Little Italy Valentine

The Italian Food Center opened on Grand and Mulberry in 1954. It more recently lost its lease and shuttered without much of a peep. A restaurant will soon be moving in. In the meantime, some of the metal siding has been removed along Mulberry, revealing brick underneath. On those bricks is a bounty of graffiti from an older Little Italy.



How old, I don't know--from the days before those turquoise metal sheets went up on the Food Center, whenever that was. Other signs of its age? The paint here was mostly put on with a brush, not with a spray can. And the language is old, from a more innocent time. There isn't a single "fuck" in the bunch.



There are "The Best Girls," aka, "The Great & Best," E.D. and C.D., their initials put on with some kind of faded mustard color. Were they sisters?

In blocky, black, brushed-on paint, there's The Mulberry...perhaps a missing word like Crew or Gang? Again, there's C.D. at the top, followed by a list of other initials. Who was C.D.? This would've been her corner, back in the day. I'm imagining a tough girl, a leader, with a name like Connie DiNucci or Carol-Anne D'Angelis.
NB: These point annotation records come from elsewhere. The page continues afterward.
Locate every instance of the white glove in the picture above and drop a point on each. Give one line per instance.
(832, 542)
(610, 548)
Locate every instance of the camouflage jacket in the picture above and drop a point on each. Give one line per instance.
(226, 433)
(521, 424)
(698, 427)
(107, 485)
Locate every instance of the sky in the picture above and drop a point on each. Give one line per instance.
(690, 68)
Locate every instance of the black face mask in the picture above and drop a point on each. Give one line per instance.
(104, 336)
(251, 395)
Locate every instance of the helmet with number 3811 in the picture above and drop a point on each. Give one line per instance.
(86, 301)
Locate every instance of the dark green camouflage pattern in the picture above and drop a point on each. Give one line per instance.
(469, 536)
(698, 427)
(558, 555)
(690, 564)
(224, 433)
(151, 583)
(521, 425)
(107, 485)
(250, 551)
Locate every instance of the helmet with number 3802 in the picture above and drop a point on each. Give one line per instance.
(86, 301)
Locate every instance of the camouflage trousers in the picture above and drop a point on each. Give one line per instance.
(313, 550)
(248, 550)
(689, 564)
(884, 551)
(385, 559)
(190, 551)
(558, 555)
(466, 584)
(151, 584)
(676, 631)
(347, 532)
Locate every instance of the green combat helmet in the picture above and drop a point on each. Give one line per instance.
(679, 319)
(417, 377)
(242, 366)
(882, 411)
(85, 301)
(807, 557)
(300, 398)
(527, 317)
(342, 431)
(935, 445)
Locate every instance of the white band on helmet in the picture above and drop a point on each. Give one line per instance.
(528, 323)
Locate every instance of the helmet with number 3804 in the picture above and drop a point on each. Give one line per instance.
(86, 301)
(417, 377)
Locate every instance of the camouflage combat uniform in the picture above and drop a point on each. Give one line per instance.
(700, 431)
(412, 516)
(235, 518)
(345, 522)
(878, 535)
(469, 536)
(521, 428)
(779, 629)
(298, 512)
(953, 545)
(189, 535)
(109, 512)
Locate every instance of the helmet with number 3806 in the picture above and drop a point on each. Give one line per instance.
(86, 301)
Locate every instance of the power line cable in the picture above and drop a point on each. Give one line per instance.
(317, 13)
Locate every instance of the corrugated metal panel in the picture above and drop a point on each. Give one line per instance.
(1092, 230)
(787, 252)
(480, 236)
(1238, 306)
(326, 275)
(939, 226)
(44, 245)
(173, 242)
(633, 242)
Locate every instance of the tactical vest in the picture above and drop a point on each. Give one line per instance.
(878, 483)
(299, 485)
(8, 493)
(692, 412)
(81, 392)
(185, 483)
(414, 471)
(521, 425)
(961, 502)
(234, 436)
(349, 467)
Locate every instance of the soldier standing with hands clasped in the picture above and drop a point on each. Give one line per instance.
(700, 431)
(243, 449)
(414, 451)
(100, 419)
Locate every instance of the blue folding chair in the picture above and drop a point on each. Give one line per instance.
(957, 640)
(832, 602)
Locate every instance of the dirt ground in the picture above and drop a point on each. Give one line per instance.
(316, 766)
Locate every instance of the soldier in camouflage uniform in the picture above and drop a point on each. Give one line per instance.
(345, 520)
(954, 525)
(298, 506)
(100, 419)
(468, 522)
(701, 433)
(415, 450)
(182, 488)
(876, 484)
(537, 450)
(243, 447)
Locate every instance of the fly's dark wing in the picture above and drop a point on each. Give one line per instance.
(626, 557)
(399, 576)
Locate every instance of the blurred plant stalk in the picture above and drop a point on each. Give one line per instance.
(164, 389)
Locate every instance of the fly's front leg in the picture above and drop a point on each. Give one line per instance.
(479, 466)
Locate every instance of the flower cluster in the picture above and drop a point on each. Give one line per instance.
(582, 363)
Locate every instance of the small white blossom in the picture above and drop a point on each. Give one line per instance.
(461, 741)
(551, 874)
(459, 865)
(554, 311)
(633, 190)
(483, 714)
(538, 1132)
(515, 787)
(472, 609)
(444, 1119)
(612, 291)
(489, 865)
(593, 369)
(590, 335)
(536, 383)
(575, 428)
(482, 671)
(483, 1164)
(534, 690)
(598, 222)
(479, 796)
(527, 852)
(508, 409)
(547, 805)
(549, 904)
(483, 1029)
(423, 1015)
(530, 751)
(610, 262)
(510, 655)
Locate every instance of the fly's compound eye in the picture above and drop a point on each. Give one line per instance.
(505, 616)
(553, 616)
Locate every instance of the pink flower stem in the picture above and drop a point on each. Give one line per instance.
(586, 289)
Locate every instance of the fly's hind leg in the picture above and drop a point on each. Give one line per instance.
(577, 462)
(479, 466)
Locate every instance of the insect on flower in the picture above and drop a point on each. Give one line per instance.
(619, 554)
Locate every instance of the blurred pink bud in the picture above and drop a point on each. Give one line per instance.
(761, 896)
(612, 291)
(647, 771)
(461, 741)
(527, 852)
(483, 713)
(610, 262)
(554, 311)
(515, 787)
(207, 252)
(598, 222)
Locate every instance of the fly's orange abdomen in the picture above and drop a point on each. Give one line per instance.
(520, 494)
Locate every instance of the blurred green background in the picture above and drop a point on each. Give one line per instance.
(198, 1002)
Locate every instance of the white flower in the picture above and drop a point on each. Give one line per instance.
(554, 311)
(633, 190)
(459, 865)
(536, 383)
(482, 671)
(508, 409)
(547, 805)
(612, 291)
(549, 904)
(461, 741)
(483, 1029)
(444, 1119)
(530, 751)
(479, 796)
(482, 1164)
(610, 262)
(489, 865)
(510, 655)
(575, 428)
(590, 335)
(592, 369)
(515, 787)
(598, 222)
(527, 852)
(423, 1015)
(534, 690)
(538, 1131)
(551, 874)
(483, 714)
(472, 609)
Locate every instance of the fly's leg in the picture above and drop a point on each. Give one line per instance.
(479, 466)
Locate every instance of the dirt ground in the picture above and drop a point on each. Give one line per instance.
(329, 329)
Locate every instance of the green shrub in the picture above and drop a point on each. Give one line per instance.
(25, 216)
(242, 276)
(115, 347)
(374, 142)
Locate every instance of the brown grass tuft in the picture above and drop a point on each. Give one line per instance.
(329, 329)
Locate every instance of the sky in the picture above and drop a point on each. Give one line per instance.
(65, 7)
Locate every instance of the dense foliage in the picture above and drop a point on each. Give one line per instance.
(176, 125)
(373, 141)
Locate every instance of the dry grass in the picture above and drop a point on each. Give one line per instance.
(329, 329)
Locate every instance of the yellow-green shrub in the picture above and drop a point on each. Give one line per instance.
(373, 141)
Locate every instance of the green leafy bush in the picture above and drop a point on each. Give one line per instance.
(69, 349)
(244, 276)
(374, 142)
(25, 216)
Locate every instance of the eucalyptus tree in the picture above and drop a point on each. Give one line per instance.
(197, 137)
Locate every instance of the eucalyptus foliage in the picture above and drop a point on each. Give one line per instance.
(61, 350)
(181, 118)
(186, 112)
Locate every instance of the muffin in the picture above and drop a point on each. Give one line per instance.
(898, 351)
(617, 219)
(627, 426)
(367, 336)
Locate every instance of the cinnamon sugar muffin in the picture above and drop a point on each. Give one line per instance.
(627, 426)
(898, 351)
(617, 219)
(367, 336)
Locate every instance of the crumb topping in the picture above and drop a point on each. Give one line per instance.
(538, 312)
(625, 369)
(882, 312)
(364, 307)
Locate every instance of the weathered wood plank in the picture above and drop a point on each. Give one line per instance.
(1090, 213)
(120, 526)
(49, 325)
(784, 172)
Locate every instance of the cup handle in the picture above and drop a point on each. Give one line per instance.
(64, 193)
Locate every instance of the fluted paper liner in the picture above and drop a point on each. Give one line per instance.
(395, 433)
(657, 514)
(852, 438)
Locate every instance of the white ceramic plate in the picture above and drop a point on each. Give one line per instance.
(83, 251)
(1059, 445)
Maybe she favored toreador pants and bolero vests. Maybe she snapped her gum. Maybe they called her Connie from the Corner.



The names on the wall are from an older New York, too.

Nowhere is there a Josh or a Caitlyn or an Ethan or a Madison.
There's a Sal and a Marie. There are "Pals" John, Joe, and Anthony. Was Joe ever called Joey, as in Pal Joey? Whatever happened to the word pal, anyway?



And there is at least one couple, their love spelled out in what looks like Magic Marker, scripted in a tidy, girlish variation on the Palmer Method: Louise & Johnny.

It's Valentine's Day, however many years later, and I wonder whatever happened to these two. Are they still together? Did their love live as long as the valentine that Louise (I'm pretty sure it was she) inscribed here while sitting on Johnny's shoulders to reach the highest spot she could, high enough so no one could cover it with other names, high enough to be seen from down the block? Did their love outlive the Italian Food Center, too?

Louise and Johnny, C.D. and E.D., Joey and pals--if you're out there, let us know. Soon, your names, and all the others, will be covered once again and lost.